Mix sperm. Once you hear a phrase like that you never forget it. Two words that crash against each other, like a nonsensical Mad Libs fill-in-the-blank. Susie said it the way she said most things—in a practiced, seemingly casual way. But beneath it was a current of something alive. She was telling me that I should look into the possibility that we were not sisters. That our father was hers—not mine. My psychoanalyst half sister was expressing a very deep and perhaps not wholly conscious wish: she would have preferred that I had not been born.
I remember my own anger and bitter humor. Analyze that, I said to friends. But I did bring it up to my mother the next time we were together. Here is where my memory becomes hazy. We might have been walking the streets of the Upper West Side. She walked a lot in those days to strengthen her legs.

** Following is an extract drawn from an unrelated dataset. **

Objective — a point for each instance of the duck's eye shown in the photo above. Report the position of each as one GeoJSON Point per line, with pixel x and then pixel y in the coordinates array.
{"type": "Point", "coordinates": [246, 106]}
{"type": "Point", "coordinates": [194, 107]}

“Mom, I heard something—going back to what you told me about what happened in Philadelphia—”
My mother was unreadable to me, not only in that moment but in every moment. She never let her true self be seen. Her dark eyes often quivered disconcertingly, and when she smiled it was a careful smile—as if smiling was something she practiced in private.
“I heard that sometimes they would mix the sperm…?”
I may not remember whether we were on Broadway or West End or Riverside Drive, but I am clear on one thing: there was no ripple, no tensing, no quick blink. Not a glimmer of surprise or distress crossed my mother’s face. She exhibited no confusion at the bizarre phrase.
“Do you think,” she responded, “that your father would ever have agreed to that? It would have meant he wouldn’t have known if his child was Jewish.”
My father’s life had been shaped by the rules of observant Judaism. He was a black-and-white thinker. Good, bad, right, wrong. He was also a person who was clearheaded and interested in the truth. Mixing his sperm with those of any stranger would have been unthinkable. But a non-Jewish stranger would have been impossible—I was sure of that. His religion was the deepest and most abiding part of his identity—and Judaism wasn’t only a religion, it was an ethnicity. His child would have been other. Set apart from the very lineage he came from.
“You knew your father,” my mother went on. In my memory, she is looking directly at me. “Can you imagine such a thing?”